The U.S. Commodity Futures Trading Commission (CFTC) has imposed $1.7 billion in restitutions against a South African BTC scam in the agency’s largest fraud scheme case involving digital assets.
A court in the Western District of Texas ordered Mirror Trading International (MTI) to pay $1.733 billion in restitution, concluding an action the CFTC lodged in June last year.
MTI allegedly solicited investment from thousands of investors, over 23,000 of whom were from the U.S. Operating a multi-level marketing scam, the company raised 30,000 BTC from investors. It promised them guaranteed profits, which it claimed came from proprietary trading practices that ‘never made any losses.’
However, as with most other BTC scams, the money never went to trading. Instead, founder Cornelius Johannes Steynberg and other co-conspirators channeled the money to their personal expenses. They also used some funds from late-stage investors to make interest payments to early investors in a Ponzi scheme fashion.
Steynberg misled investors on the level of his expertise in forex and BTC trading, the CFTC alleged. He also left out critical information about other executives, including that three of them had filed for bankruptcy protection in the United States.

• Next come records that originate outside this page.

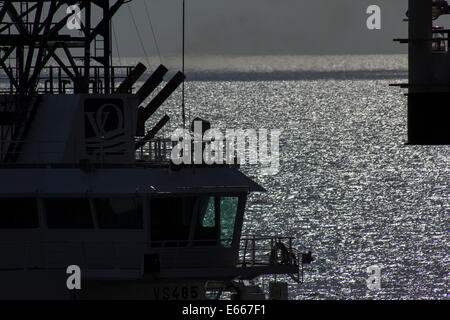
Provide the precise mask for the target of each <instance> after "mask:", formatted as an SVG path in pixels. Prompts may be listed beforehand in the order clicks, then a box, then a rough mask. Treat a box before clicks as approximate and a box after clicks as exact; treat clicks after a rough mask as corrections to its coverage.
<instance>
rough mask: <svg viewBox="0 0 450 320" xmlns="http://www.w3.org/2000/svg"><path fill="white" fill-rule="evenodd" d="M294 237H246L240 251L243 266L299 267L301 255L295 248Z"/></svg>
mask: <svg viewBox="0 0 450 320" xmlns="http://www.w3.org/2000/svg"><path fill="white" fill-rule="evenodd" d="M294 241H295V238H294V237H277V236H267V237H263V236H255V235H251V236H244V237H242V238H241V242H240V249H239V264H240V265H241V266H270V265H274V264H283V265H299V259H301V253H300V252H299V251H298V250H297V249H296V248H294V247H293V242H294Z"/></svg>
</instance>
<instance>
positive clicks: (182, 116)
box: [181, 0, 186, 129]
mask: <svg viewBox="0 0 450 320" xmlns="http://www.w3.org/2000/svg"><path fill="white" fill-rule="evenodd" d="M182 25H183V32H182V33H183V37H182V38H183V39H182V45H181V47H182V53H181V60H182V62H181V72H183V74H184V40H185V4H184V0H183V22H182ZM181 117H182V119H183V129H185V128H186V114H185V110H184V81H183V82H182V84H181Z"/></svg>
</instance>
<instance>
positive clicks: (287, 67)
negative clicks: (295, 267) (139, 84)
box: [130, 55, 450, 299]
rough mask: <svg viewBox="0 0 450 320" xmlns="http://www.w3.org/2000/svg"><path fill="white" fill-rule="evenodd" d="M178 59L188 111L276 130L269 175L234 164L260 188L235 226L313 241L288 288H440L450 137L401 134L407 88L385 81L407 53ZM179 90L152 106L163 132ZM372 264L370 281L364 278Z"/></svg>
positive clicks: (443, 247) (251, 126)
mask: <svg viewBox="0 0 450 320" xmlns="http://www.w3.org/2000/svg"><path fill="white" fill-rule="evenodd" d="M130 60H133V59H130ZM175 61H176V60H175V59H173V60H171V61H170V62H168V63H169V65H170V63H172V64H175ZM166 62H167V61H166ZM187 65H188V67H187V72H186V73H187V77H188V81H187V82H186V110H187V111H186V115H187V117H188V119H193V118H194V117H197V116H199V117H201V118H203V119H206V120H209V121H211V123H212V126H213V127H214V128H218V129H220V130H225V129H227V128H229V129H249V128H253V129H259V128H266V129H281V130H282V134H281V137H280V171H279V173H278V174H276V175H274V176H262V175H260V170H259V167H258V166H257V165H244V166H243V167H242V170H243V171H244V172H245V173H246V174H248V175H249V176H251V177H252V178H254V179H255V180H256V181H257V182H258V183H259V184H261V185H262V186H263V187H264V188H266V189H267V192H266V193H254V194H251V195H250V198H249V202H248V205H247V213H246V216H245V222H244V230H243V233H245V234H260V235H286V236H295V237H296V238H297V240H296V242H295V245H296V247H298V248H299V249H300V250H302V251H307V250H311V251H312V252H313V256H314V257H315V258H316V261H314V263H313V264H311V265H308V266H305V268H304V283H303V284H301V285H300V284H293V283H292V281H290V285H289V298H290V299H448V297H449V293H450V292H449V271H450V270H449V267H450V255H449V251H450V250H449V249H450V246H449V227H450V219H449V217H450V212H449V211H450V210H449V209H450V205H449V197H450V196H449V194H450V185H449V181H450V180H449V159H450V148H449V147H448V146H408V145H405V141H406V134H407V132H406V97H405V96H404V95H403V94H404V93H406V92H405V91H404V90H403V89H400V88H398V87H389V84H390V83H402V82H405V81H406V78H407V57H406V56H404V55H392V56H390V55H383V56H274V57H235V58H230V57H227V58H226V57H197V58H190V59H188V60H187ZM180 101H181V100H180V91H177V92H176V93H175V94H174V95H173V97H172V98H171V99H169V101H167V103H166V104H164V106H163V107H162V108H161V110H159V111H158V114H159V115H160V116H162V114H163V113H167V114H169V115H170V116H171V118H172V121H171V123H170V125H169V126H168V127H167V128H166V129H165V133H166V134H168V133H170V132H171V130H173V129H174V128H175V127H179V125H180V121H181V120H180V119H181V117H180V114H181V113H180V110H181V109H180V108H181V107H180V105H181V103H180ZM154 119H159V117H157V116H155V117H154ZM373 265H378V266H380V267H381V288H380V290H376V291H372V290H369V289H368V287H367V284H366V279H367V278H368V274H367V268H368V267H369V266H373ZM281 279H283V278H282V277H281ZM269 280H270V278H269V277H267V278H266V279H265V280H264V281H265V283H266V284H267V282H268V281H269ZM278 280H280V277H278ZM286 280H287V281H289V280H290V279H288V278H286Z"/></svg>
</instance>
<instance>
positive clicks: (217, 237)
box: [150, 196, 239, 248]
mask: <svg viewBox="0 0 450 320" xmlns="http://www.w3.org/2000/svg"><path fill="white" fill-rule="evenodd" d="M238 203H239V197H214V196H209V197H177V198H175V197H168V198H152V199H151V201H150V217H151V218H150V224H151V240H152V245H154V246H158V245H163V246H186V245H189V244H190V245H194V246H218V245H220V246H223V247H227V248H229V247H231V245H232V242H233V237H234V229H235V224H236V215H237V209H238Z"/></svg>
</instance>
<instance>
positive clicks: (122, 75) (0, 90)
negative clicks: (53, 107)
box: [0, 66, 134, 94]
mask: <svg viewBox="0 0 450 320" xmlns="http://www.w3.org/2000/svg"><path fill="white" fill-rule="evenodd" d="M104 68H105V67H103V66H91V67H90V72H89V91H88V93H91V94H104V93H106V92H105V83H104V74H103V71H104ZM8 69H9V72H10V73H11V74H13V75H16V73H17V70H18V69H17V68H16V67H9V68H8ZM77 69H78V73H79V74H83V73H84V67H81V66H79V67H78V68H77ZM132 69H133V67H131V66H112V67H110V81H111V83H110V87H111V88H118V86H119V85H120V83H122V81H123V80H124V79H126V78H127V77H128V76H129V74H130V73H131V71H132ZM31 70H33V68H31ZM38 80H39V81H38V84H37V88H36V93H38V94H72V93H74V92H75V84H74V82H73V81H72V79H71V78H70V77H69V76H67V75H66V73H65V72H64V70H63V69H62V68H61V67H60V66H46V67H44V68H43V69H42V71H41V73H40V78H39V79H38ZM133 89H134V88H131V91H130V93H131V92H132V91H133ZM16 93H17V89H16V87H14V85H13V83H12V82H11V81H10V79H9V77H8V76H7V75H6V73H5V72H4V71H3V70H2V69H0V94H16Z"/></svg>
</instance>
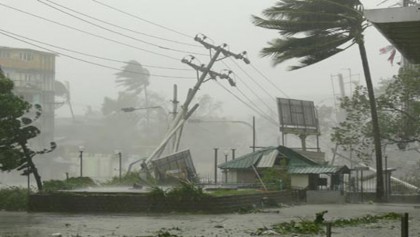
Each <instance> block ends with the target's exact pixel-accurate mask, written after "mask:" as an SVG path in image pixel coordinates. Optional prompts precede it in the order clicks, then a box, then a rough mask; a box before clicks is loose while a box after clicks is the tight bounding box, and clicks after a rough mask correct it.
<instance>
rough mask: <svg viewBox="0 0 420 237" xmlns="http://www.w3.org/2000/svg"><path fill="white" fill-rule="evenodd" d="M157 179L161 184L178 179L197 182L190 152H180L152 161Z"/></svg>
mask: <svg viewBox="0 0 420 237" xmlns="http://www.w3.org/2000/svg"><path fill="white" fill-rule="evenodd" d="M152 164H153V167H154V171H155V177H157V179H159V180H160V181H161V182H170V181H173V180H176V179H183V180H189V181H195V179H196V178H197V172H196V170H195V167H194V163H193V162H192V159H191V153H190V150H185V151H180V152H177V153H174V154H172V155H168V156H165V157H162V158H159V159H156V160H153V161H152Z"/></svg>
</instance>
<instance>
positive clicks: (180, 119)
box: [144, 35, 250, 166]
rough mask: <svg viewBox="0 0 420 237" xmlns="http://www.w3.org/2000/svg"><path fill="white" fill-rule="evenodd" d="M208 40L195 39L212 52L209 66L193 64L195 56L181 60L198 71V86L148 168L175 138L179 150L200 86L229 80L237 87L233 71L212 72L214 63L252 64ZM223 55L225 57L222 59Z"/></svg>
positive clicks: (180, 109)
mask: <svg viewBox="0 0 420 237" xmlns="http://www.w3.org/2000/svg"><path fill="white" fill-rule="evenodd" d="M206 39H207V37H206V36H204V35H197V36H195V38H194V40H195V41H197V42H199V43H200V44H202V45H203V46H204V47H205V48H206V49H208V50H209V51H210V55H213V56H211V58H210V62H209V63H208V64H207V66H205V65H197V64H194V63H193V61H194V59H195V57H194V56H190V58H189V59H186V58H183V59H182V60H181V62H183V63H185V64H187V65H189V66H191V67H192V68H193V69H195V70H196V72H197V77H198V78H197V82H196V84H195V85H194V87H193V88H190V89H189V90H188V95H187V98H186V99H185V102H184V103H183V104H182V106H181V108H180V111H179V112H178V113H177V114H176V116H175V118H174V119H173V121H172V124H171V126H170V127H169V129H168V132H167V134H166V136H165V138H164V139H163V141H162V143H161V144H160V145H159V146H158V147H157V148H156V149H155V150H154V151H153V152H152V154H151V155H150V156H149V157H148V158H147V159H146V160H145V161H144V163H145V164H146V165H147V166H149V165H150V161H151V160H153V159H155V158H157V157H159V156H160V155H161V154H162V152H163V150H164V149H165V147H166V145H167V143H168V141H169V140H170V139H171V138H172V137H174V136H176V141H175V146H174V150H173V152H176V151H177V150H178V147H179V143H180V138H181V133H182V128H183V125H184V123H185V121H186V120H187V119H188V118H189V117H190V116H191V114H192V113H193V112H194V110H195V109H196V108H197V107H198V104H195V105H194V107H193V108H192V109H191V110H190V109H189V106H190V104H191V101H192V100H193V98H194V96H195V95H196V94H197V91H198V90H199V89H200V86H201V85H202V84H203V83H204V82H206V81H208V80H210V79H217V78H219V79H226V80H228V82H229V84H230V85H231V86H235V85H236V84H235V82H234V81H233V79H232V78H230V77H229V74H230V73H231V71H229V72H228V74H222V73H218V72H215V71H212V70H211V68H212V67H213V65H214V63H215V62H216V61H219V60H222V59H224V58H227V57H234V58H235V59H239V60H243V61H244V62H245V63H246V64H249V63H250V61H249V60H248V59H247V58H246V57H245V56H246V52H242V53H239V54H235V53H232V52H230V51H229V50H228V49H227V45H226V44H222V45H220V46H216V45H213V44H210V43H208V42H206V41H205V40H206ZM221 55H222V56H223V57H220V56H221ZM199 73H201V75H200V76H198V75H199ZM207 76H209V78H207Z"/></svg>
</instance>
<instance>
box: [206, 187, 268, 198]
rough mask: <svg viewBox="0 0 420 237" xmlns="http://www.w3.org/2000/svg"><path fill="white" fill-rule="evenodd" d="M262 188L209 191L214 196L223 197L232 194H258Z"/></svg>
mask: <svg viewBox="0 0 420 237" xmlns="http://www.w3.org/2000/svg"><path fill="white" fill-rule="evenodd" d="M258 193H261V190H257V189H217V190H212V191H210V192H209V195H211V196H213V197H223V196H232V195H244V194H258Z"/></svg>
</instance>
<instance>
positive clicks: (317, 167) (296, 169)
mask: <svg viewBox="0 0 420 237" xmlns="http://www.w3.org/2000/svg"><path fill="white" fill-rule="evenodd" d="M341 168H342V167H336V166H306V167H289V169H288V173H289V174H334V173H337V172H338V171H339V170H340V169H341Z"/></svg>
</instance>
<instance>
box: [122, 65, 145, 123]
mask: <svg viewBox="0 0 420 237" xmlns="http://www.w3.org/2000/svg"><path fill="white" fill-rule="evenodd" d="M115 75H116V76H117V80H116V82H117V84H118V85H119V86H122V87H125V89H126V91H127V92H130V93H133V94H135V95H139V94H140V93H141V92H142V91H144V99H145V102H146V103H145V104H146V107H149V97H148V93H147V86H148V85H149V78H150V73H149V70H147V69H146V68H144V67H143V66H142V65H141V64H140V63H139V62H137V61H135V60H130V61H128V62H127V63H126V65H125V66H124V67H123V68H122V70H121V71H120V72H117V73H116V74H115ZM146 113H147V115H146V119H147V124H149V117H150V116H149V110H147V111H146Z"/></svg>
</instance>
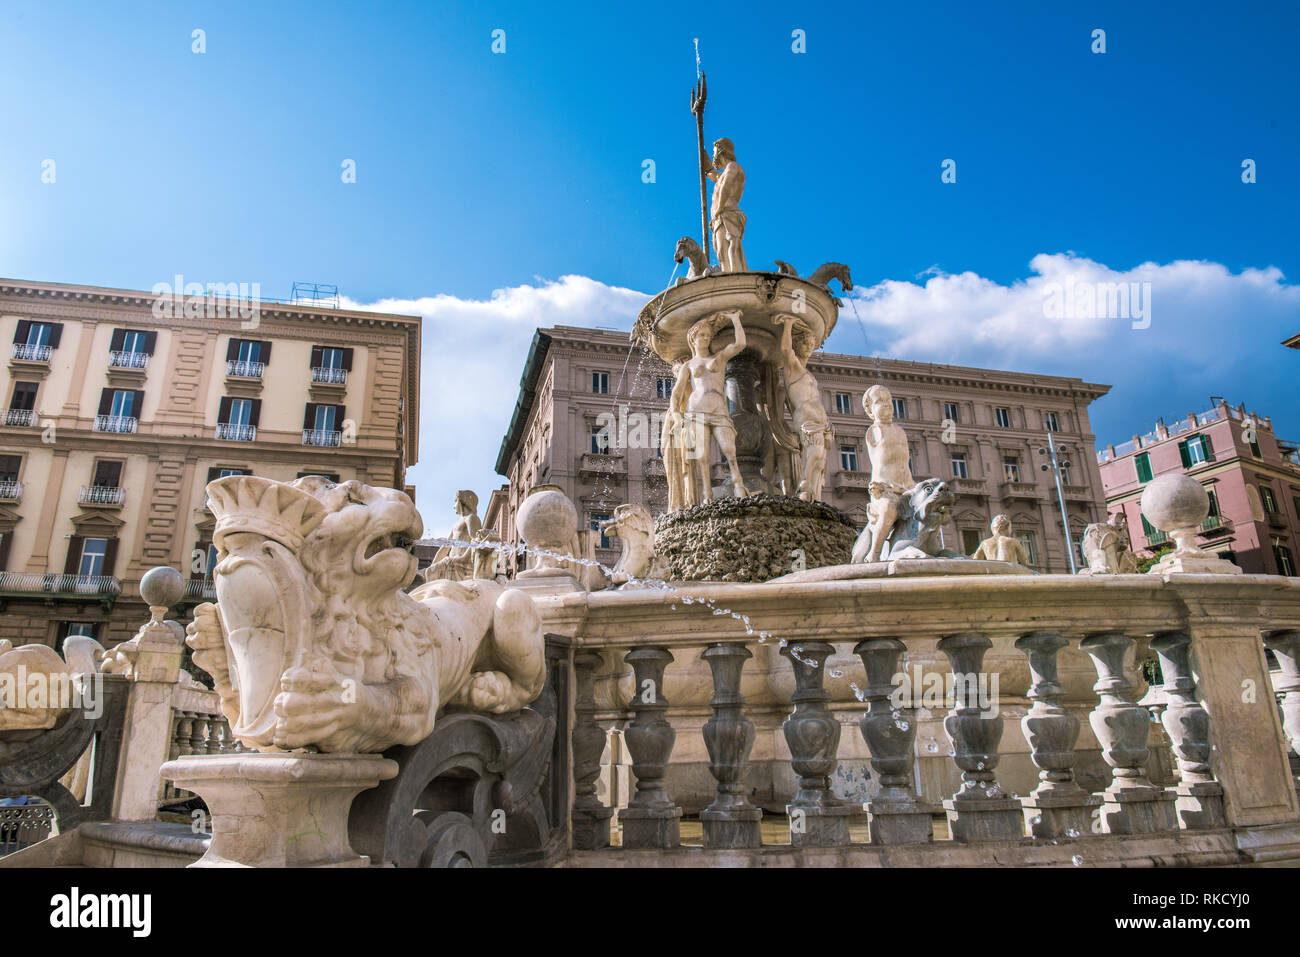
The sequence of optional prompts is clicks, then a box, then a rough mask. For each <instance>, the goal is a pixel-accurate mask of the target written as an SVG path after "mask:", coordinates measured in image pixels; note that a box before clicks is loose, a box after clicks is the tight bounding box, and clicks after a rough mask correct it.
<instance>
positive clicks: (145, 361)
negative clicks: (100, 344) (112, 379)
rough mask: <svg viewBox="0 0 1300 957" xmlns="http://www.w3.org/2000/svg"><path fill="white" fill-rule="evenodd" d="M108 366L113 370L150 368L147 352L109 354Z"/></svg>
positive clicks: (119, 352) (108, 357) (124, 352)
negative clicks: (118, 369) (149, 365)
mask: <svg viewBox="0 0 1300 957" xmlns="http://www.w3.org/2000/svg"><path fill="white" fill-rule="evenodd" d="M108 365H109V368H113V369H147V368H148V367H149V354H148V352H109V354H108Z"/></svg>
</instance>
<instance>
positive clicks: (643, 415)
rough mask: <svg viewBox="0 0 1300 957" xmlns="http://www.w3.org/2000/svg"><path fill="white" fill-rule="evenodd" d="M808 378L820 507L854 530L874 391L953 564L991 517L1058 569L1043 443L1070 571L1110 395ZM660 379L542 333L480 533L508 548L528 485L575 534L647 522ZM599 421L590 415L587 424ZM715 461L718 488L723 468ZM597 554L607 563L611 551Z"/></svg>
mask: <svg viewBox="0 0 1300 957" xmlns="http://www.w3.org/2000/svg"><path fill="white" fill-rule="evenodd" d="M809 369H810V371H811V372H813V374H814V376H815V377H816V380H818V382H819V384H820V386H822V398H823V403H824V406H826V411H827V416H828V417H829V421H831V425H832V428H833V429H835V442H833V445H832V447H831V450H829V454H828V455H827V482H826V490H824V493H823V498H824V501H827V502H828V503H829V505H833V506H836V507H837V508H841V510H842V511H845V512H846V514H848V515H849V516H850V518H853V519H854V520H857V521H858V524H859V525H865V524H866V507H867V499H868V494H867V485H868V482H870V480H871V472H870V468H871V465H870V462H868V459H867V455H866V449H865V445H863V438H865V433H866V429H867V425H868V420H867V416H866V413H865V412H863V411H862V394H863V391H866V389H867V387H868V386H870V385H874V384H876V382H881V384H884V385H885V386H888V387H889V390H891V391H892V393H893V398H894V415H896V419H897V421H898V423H900V424H901V425H902V426H904V428H905V429H906V432H907V434H909V439H910V446H911V469H913V473H914V475H915V476H917V477H918V479H922V477H931V476H937V477H941V479H946V480H948V481H949V482H950V484H952V488H953V490H954V492H956V493H957V497H958V501H957V507H956V508H954V510H953V519H952V523H950V524H949V525H948V527H946V528H945V529H944V538H945V542H946V544H948V545H949V546H950V547H956V549H961V550H962V551H965V553H966V554H971V553H974V551H975V547H976V546H978V545H979V541H980V540H982V538H985V537H988V534H989V532H988V524H989V521H991V519H992V518H993V516H995V515H997V514H1000V512H1005V514H1006V515H1009V516H1010V519H1011V524H1013V529H1014V533H1015V534H1017V537H1019V538H1021V540H1022V541H1023V542H1024V545H1026V547H1027V549H1028V553H1030V555H1031V557H1032V559H1034V567H1035V568H1036V570H1037V571H1041V572H1067V571H1069V570H1070V566H1069V557H1067V547H1066V536H1065V525H1063V523H1062V519H1061V506H1060V503H1058V497H1057V488H1056V477H1054V475H1053V472H1052V471H1044V469H1043V465H1045V464H1048V463H1049V462H1050V456H1049V455H1047V454H1043V452H1040V450H1043V449H1047V447H1048V434H1049V433H1050V434H1052V438H1053V439H1054V443H1056V447H1057V455H1058V460H1061V462H1062V463H1069V464H1063V465H1062V492H1063V498H1065V507H1066V512H1067V515H1069V520H1070V537H1071V541H1073V545H1074V550H1075V557H1076V560H1078V559H1079V541H1080V538H1082V536H1083V529H1084V527H1086V525H1087V524H1088V523H1091V521H1104V520H1105V518H1106V510H1105V495H1104V493H1102V486H1101V476H1100V473H1099V469H1097V460H1096V455H1095V452H1093V443H1095V438H1093V434H1092V429H1091V425H1089V423H1088V406H1089V403H1092V402H1093V400H1095V399H1097V398H1100V397H1102V395H1105V394H1106V393H1108V391H1109V389H1110V386H1106V385H1095V384H1091V382H1084V381H1082V380H1078V378H1062V377H1057V376H1035V374H1023V373H1015V372H996V371H991V369H972V368H966V367H961V365H936V364H930V363H913V361H904V360H897V359H874V358H865V356H855V355H836V354H829V352H818V354H814V356H813V359H811V360H810V361H809ZM671 376H672V372H671V369H669V367H668V365H667V364H666V363H663V361H662V360H659V359H658V358H656V356H654V355H650V354H647V352H642V351H641V350H636V348H634V350H633V351H632V355H630V359H629V343H628V338H627V333H619V332H606V330H599V329H576V328H569V326H556V328H554V329H538V330H537V334H536V335H534V337H533V343H532V347H530V348H529V354H528V359H526V361H525V364H524V376H523V380H521V382H520V393H519V400H517V403H516V406H515V412H513V416H512V419H511V423H510V428H508V430H507V433H506V437H504V439H503V441H502V446H500V451H499V454H498V456H497V472H498V473H500V475H502V476H504V477H507V479H508V480H510V481H508V484H507V485H503V486H502V488H499V489H497V490H495V492H494V493H493V494H491V498H490V499H489V502H487V511H486V518H485V523H484V524H485V525H487V527H490V528H493V529H494V531H495V532H497V533H498V534H500V536H502V538H503V540H504V541H511V542H515V541H517V534H516V531H515V514H516V511H517V508H519V505H520V502H521V501H523V497H524V495H525V494H528V492H529V489H532V488H534V486H537V485H556V486H559V488H560V489H563V490H564V493H565V494H568V495H569V497H571V498H572V499H573V502H575V505H577V507H578V512H580V515H581V516H582V519H584V520H585V521H586V523H588V525H589V527H591V528H594V527H595V525H597V523H599V521H601V520H602V519H604V518H607V516H608V515H611V514H612V511H614V508H615V506H617V505H621V503H624V502H633V503H640V505H643V506H646V507H647V508H649V510H650V512H651V514H654V515H658V514H659V512H662V511H663V510H664V508H666V506H667V486H666V481H664V472H663V460H662V458H660V455H659V449H658V437H659V426H660V421H662V419H660V416H662V413H663V411H664V410H666V407H667V398H668V394H669V391H671V389H672V378H671ZM602 416H604V417H602ZM714 455H715V463H714V468H715V475H716V479H718V481H722V480H723V477H724V472H725V469H724V467H723V465H722V463H720V460H718V456H716V450H715V451H714ZM601 546H602V547H599V549H598V550H597V557H598V558H599V559H601V560H602V562H606V563H612V562H614V560H616V559H617V555H619V542H617V540H608V538H607V540H603V541H602V542H601Z"/></svg>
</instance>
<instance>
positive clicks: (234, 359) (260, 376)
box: [226, 359, 266, 378]
mask: <svg viewBox="0 0 1300 957" xmlns="http://www.w3.org/2000/svg"><path fill="white" fill-rule="evenodd" d="M265 371H266V364H265V363H256V361H250V360H247V359H227V360H226V374H227V376H234V377H235V378H261V376H263V373H264V372H265Z"/></svg>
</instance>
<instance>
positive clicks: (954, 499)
mask: <svg viewBox="0 0 1300 957" xmlns="http://www.w3.org/2000/svg"><path fill="white" fill-rule="evenodd" d="M956 503H957V497H956V495H953V492H952V489H949V488H948V482H945V481H943V480H940V479H926V480H924V481H920V482H917V484H915V485H914V486H911V488H910V489H907V492H905V493H904V494H902V495H901V497H900V501H898V516H897V518H896V519H894V524H893V528H892V529H891V531H889V534H888V538H887V541H888V545H887V549H885V553H884V558H885V559H888V560H894V559H900V558H966V555H963V554H961V553H959V551H953V550H952V549H945V547H944V546H943V544H941V542H940V536H939V532H940V529H941V528H943V527H944V524H945V523H946V521H948V518H949V515H950V514H952V508H953V506H954V505H956ZM870 551H871V527H870V525H867V528H865V529H862V532H861V534H858V541H857V542H854V545H853V562H854V563H855V564H857V563H859V562H862V560H863V559H865V558H866V557H867V554H868V553H870Z"/></svg>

In his comments, CFTC’s Director of Enforcement Ian McGinley said that the agency would continue to pursue criminals who hide behind the guise of digital assets and other emerging technologies.
“Whether a scam involves fictitious electronic trading ‘bots’ or Bitcoins, as this action involving a South African entity shows, we will pursue the scam artists wherever they may be,” he said.
Regulators globally have pursued Steynberg and his company for years. In 2020, South African authorities placed the company into involuntary liquidation and appointed liquidators to handle the process. The bankruptcy proceedings are still ongoing before the High Court of South Africa.
In her statement, Commissioner Kristin Johnson lauded the CFTC’s continued cooperation with local and global regulators to crack down on crime in digital currency and beyond. She also called on vigilance from investors in light of more complex scams.
“Fraudsters offering guaranteed, or unusually high, returns—or both—should in particular prompt scrutiny and additional diligence before transferring any funds,” she said.